While the degree to which franchises and reboots and sequels are expected to preserve the characters and intentions of their originals is a major topic of a lot of conversations right now, it’s Takei’s other point that feels more convincing: that of course there should be a major gay character in this movie. We are on a very slow climb to oust straight, white, male, and cis as the permanent default settings for a character, to be considered the prototype character in all stories unless there’s a reason for something else. Wider representation for other communities is growing, and a major character is reason for HUGE celebration, but it’s not a coincidence that Justin Lin and Simon Pegg chose Sulu for this part, rather than another character, or someone new, not already established in the original series.

Takei came out in 2005, and since then, has risen to such prominence as a gay activist (and simply an out gay man), that a lot of Star Trek fans probably already have in our headcanon the idea that Sulu is gay. (Just because the role here is being played by Cho, Sulu is still, for most of us, inextricably tied to our image of Takei.) And it’s a very thin line between celebrating the original actor, and seeing this as an exceptionally palatable change for longtime fans. Most likely, it’s both.
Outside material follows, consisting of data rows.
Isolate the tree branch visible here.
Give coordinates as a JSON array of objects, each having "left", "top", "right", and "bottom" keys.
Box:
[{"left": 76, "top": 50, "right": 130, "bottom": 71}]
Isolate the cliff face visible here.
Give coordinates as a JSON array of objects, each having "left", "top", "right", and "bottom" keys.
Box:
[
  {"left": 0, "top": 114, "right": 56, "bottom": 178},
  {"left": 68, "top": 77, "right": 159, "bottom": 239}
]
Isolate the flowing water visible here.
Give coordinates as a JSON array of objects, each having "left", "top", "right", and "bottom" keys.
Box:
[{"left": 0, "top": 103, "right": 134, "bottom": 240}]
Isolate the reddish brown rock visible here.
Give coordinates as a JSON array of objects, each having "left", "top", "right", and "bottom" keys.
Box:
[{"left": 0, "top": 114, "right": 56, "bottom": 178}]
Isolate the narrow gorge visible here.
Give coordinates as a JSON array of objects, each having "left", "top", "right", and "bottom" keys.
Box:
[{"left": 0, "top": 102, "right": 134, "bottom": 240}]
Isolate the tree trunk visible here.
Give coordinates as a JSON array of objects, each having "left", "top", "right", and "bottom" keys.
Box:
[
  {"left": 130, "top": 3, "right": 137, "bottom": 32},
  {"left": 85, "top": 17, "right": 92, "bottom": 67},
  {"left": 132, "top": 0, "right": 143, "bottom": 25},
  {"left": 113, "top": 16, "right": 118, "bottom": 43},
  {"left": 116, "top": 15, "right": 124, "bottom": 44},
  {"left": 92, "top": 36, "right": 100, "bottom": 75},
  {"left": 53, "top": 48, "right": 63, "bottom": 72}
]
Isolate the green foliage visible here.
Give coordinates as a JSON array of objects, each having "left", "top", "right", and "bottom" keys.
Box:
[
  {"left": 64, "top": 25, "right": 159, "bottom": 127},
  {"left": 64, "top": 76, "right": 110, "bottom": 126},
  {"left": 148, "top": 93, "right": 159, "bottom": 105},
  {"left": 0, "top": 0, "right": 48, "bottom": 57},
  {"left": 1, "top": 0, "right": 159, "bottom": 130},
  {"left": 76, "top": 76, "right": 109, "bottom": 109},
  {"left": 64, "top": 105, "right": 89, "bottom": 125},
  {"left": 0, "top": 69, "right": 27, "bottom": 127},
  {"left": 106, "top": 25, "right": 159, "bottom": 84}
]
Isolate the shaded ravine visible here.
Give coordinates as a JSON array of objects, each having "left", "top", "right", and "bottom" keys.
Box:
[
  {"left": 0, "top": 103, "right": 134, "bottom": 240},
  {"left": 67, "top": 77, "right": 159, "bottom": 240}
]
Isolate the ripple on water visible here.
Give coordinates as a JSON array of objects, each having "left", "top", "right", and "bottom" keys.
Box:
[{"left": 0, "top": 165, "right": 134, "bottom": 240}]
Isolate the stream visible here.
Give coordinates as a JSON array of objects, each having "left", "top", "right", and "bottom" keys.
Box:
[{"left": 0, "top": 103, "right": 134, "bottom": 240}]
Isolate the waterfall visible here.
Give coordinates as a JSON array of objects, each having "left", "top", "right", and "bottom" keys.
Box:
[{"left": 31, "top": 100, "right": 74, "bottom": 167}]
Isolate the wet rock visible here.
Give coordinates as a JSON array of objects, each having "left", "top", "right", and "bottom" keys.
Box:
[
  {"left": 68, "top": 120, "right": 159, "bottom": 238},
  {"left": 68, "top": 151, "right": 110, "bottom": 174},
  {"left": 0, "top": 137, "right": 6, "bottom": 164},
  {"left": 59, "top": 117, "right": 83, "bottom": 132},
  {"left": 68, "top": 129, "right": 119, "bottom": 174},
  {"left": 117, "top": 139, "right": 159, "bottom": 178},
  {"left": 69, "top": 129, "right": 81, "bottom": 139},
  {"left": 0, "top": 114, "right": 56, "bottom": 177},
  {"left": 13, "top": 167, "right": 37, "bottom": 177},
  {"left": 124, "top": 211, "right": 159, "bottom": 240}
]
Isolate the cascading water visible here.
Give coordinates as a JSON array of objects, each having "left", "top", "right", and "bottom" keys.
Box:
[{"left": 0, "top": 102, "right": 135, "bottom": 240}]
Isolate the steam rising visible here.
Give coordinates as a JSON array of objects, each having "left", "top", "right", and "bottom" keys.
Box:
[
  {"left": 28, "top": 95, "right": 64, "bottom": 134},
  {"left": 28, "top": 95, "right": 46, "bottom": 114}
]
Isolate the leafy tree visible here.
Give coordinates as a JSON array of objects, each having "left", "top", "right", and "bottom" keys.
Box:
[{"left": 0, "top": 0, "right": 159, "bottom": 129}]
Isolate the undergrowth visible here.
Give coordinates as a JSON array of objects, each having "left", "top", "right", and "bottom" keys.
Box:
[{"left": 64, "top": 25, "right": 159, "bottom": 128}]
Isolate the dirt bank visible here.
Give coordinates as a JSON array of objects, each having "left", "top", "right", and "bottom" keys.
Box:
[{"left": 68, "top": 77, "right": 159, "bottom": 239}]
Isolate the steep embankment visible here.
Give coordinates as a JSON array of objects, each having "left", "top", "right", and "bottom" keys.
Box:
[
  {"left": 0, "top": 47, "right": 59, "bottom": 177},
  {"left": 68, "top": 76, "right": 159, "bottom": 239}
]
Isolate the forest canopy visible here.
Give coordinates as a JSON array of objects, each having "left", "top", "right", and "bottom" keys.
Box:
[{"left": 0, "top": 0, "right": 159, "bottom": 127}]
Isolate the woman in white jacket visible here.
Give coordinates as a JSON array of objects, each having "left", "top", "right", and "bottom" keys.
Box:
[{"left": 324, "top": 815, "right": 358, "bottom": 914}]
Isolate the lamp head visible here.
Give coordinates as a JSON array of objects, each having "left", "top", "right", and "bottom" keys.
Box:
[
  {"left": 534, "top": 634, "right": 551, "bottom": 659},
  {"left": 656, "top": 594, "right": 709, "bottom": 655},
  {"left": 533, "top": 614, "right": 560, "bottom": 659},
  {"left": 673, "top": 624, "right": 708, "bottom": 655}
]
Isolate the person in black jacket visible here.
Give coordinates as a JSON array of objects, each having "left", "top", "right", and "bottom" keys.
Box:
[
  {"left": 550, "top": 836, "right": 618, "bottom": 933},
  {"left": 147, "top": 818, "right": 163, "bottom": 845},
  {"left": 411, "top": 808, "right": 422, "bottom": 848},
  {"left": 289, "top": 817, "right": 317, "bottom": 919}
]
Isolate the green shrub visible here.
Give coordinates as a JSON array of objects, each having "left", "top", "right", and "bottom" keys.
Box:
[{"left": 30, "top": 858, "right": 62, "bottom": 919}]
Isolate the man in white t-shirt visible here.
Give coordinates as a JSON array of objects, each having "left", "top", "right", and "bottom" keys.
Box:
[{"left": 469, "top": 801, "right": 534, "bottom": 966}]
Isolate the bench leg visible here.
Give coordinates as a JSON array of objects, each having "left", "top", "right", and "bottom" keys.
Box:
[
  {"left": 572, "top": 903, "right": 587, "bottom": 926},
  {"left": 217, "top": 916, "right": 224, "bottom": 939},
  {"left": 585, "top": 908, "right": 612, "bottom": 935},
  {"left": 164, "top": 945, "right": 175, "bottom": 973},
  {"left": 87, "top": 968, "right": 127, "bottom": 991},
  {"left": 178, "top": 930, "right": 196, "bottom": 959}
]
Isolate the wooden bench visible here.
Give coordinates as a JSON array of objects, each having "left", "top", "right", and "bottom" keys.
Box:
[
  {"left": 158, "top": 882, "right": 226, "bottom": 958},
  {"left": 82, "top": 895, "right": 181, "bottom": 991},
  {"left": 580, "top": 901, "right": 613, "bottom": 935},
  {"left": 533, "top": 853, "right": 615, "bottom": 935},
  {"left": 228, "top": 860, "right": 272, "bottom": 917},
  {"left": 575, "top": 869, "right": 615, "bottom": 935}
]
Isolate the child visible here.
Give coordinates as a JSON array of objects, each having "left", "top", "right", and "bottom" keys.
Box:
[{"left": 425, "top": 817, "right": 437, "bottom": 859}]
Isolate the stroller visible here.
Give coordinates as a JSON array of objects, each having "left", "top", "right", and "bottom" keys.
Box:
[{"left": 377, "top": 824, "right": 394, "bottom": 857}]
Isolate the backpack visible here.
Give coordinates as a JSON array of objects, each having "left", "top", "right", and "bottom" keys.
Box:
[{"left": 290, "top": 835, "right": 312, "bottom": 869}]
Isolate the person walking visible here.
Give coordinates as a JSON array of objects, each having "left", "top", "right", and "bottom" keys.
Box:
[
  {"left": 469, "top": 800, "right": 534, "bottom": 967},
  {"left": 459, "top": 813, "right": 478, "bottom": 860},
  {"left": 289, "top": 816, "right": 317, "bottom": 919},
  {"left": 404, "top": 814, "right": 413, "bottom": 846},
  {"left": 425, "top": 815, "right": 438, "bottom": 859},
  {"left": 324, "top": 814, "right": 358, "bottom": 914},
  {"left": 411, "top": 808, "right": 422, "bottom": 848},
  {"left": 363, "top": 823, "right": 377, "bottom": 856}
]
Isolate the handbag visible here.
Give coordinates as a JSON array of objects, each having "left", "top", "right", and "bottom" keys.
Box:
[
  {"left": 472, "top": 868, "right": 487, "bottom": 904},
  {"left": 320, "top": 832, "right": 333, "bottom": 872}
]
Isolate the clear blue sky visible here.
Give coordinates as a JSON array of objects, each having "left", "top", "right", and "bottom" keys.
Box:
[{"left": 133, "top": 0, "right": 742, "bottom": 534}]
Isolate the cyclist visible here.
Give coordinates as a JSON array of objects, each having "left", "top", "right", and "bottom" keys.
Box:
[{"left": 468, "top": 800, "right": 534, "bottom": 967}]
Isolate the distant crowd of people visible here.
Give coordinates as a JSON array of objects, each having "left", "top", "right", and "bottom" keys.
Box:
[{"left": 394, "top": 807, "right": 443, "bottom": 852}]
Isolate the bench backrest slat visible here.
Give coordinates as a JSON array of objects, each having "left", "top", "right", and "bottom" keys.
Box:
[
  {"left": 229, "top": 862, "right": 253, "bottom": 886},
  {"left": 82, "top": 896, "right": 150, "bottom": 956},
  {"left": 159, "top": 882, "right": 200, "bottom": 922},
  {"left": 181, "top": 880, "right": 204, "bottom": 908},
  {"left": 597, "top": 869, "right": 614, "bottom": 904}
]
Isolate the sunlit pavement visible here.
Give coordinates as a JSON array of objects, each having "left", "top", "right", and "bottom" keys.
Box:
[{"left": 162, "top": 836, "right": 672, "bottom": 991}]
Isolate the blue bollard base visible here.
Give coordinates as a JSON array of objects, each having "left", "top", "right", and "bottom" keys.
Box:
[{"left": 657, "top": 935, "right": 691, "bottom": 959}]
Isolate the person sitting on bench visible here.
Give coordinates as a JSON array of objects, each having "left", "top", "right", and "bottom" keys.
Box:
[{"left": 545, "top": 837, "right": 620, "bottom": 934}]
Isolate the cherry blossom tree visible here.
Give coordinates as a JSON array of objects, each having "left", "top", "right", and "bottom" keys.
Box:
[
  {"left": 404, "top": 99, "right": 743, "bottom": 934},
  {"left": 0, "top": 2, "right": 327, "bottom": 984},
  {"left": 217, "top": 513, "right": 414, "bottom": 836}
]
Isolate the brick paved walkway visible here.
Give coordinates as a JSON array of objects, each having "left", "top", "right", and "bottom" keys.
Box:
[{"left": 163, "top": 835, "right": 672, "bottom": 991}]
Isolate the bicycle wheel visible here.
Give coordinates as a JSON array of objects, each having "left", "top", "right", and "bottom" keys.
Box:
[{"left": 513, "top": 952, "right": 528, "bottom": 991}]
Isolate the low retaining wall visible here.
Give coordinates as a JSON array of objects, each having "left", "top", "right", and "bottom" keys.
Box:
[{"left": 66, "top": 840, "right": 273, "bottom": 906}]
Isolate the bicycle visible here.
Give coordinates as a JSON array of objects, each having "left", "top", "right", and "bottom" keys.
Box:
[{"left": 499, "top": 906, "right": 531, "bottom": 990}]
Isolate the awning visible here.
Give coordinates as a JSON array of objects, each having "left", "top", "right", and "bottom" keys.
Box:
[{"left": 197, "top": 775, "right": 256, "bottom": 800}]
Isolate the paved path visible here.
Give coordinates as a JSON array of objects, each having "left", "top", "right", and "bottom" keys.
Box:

Neither is good or bad, or a right or wrong choice; and just because it’s easy, doesn’t mean it’s worse. But we’re allowed to dream bigger, or at least different.

We can celebrate a female director being brought in for Wonder Woman, or a black director for Black Panther, and still wish studio heads as well as audiences had the imagination to believe those directors could also tell those ‘regular’ (read: white, male, etc.) stories. And we can be thrilled about a gay character, and still wish that it didn’t have to be founded on our acceptance of the actor’s sexuality first.

Obviously, we’re all free to agree with Takei or to continue celebrating. Or, again, both. Just because he originated the role doesn’t mean he has the “right” answer. He has, though— even if most of us wish he were onboard with this— added perhaps an overwhelming depth of nuance to this whole conversation.